Defensively Speaking*

I've been all over the park on Julio Lugo offensively, from "he's way overrated", to "I was wrong", and finally "I was wrong about being wrong". In the end, whether it was sunspots, Tarot, or astrology, Lugo got the last laugh. But what about the defensive measure of the shortstop and other musings?

I know this crowd moved far past range factor and zone ratings to evaluate shortstops, but let's look at a couple of integrated models.

First, David Pinto's Probabilistic Model of Range. You've gotta love the title, because it sounds like you need a P.H.D. to understand it, but second it breaks down performance to a couple of decimal points, which reminds me of how we insanely pay homage to statistics beyond validity. But I digress.

At the top of Pinto's points come the Colorado Rockies and Troy Tulowitzki. Our sample size of Tulowitzki was small, because we'd have to rate him the most overrated player since Mike Greenwell, although to be fair, we only saw FOUR games. Maybe if he had done anything, we might have seen more. Julio Lugo appears in the top third, and first ballot Hall of Famer (yes, going to happen) Derek Jeter was 38 of 39. Jeter gets remembered for his World Series flip, quarterback jump pass on the backhand, and dive into the stands at Yankee Stadium (all memorable). But his defensive body of work gets dwarfed by his offense, his branding as a winner, and his ability to carry himself with class amidst the circus that is New York.

Using Bill James' Win Shares, the proprietary model of the Sox consultant, we see both the compendium of offensive and defensive inputs. Here Lugo doesn't fare so well, while Tulowitzki and Jeter look much better (which of course they should). Tulowitzki comes out at the top here, Lugo in the middle, and Jeter not so bad, but still not great. A defensive whiz like Adam Everett barely shows up because he didn't play that much. Jacoby Ellsbury had six win shares in 33 games, and we're not talking 33 starts either. That pro-rates to almost 30 over a full season, which is in MVP consideration territory.
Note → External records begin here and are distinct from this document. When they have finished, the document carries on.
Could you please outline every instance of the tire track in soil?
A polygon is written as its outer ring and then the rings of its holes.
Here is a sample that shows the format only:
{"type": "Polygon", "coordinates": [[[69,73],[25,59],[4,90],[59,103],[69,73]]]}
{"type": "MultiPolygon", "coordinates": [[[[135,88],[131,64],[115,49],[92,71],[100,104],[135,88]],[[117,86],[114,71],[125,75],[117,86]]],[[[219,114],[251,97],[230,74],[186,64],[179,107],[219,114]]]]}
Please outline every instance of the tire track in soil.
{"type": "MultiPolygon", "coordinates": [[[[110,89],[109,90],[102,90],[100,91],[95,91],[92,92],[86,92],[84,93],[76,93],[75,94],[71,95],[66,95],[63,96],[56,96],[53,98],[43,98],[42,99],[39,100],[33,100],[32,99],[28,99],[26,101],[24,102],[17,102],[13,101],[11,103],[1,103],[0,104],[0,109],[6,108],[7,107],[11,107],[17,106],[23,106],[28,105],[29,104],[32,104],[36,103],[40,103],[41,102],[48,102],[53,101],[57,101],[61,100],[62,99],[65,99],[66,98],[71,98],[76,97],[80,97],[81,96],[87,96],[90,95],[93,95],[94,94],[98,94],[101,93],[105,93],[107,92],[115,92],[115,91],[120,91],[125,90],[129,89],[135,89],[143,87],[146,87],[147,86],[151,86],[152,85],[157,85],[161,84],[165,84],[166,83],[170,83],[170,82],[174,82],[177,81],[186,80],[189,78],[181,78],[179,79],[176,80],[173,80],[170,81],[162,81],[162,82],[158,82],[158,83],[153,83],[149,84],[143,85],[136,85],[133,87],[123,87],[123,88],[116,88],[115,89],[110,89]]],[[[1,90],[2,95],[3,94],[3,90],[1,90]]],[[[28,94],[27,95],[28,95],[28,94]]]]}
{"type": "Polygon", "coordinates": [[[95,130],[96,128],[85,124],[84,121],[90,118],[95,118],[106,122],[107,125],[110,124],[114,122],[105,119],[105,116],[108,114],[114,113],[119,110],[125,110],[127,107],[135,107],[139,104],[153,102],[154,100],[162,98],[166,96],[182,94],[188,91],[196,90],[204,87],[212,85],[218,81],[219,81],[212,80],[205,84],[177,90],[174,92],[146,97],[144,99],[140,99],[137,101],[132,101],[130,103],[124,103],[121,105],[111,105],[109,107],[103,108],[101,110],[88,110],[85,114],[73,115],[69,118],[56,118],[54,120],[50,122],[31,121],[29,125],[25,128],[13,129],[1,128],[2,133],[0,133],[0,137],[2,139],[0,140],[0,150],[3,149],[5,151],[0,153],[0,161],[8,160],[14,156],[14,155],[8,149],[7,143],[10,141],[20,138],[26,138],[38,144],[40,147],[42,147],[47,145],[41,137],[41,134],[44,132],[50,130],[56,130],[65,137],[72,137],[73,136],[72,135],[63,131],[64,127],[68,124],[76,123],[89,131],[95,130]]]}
Do you think the Sox are trading away that kind of production POTENTIAL? I don't.

Numbers certainly don't comprise the sole measure of players' worth or relative performance. But they do allow trending, projection, and comparison with players in different situations and different eras.

Money means something else entirely. Maybe Andruw Jones will get fifteen million bucks annually with some Borassian cookbook showing how Andruw really was still great and that last season was an aberration. But if he does get megabucks, that reflects the state of the industry, ownerships' ability to get snookered by Boras, and the desperation of teams to overpay for under achievement.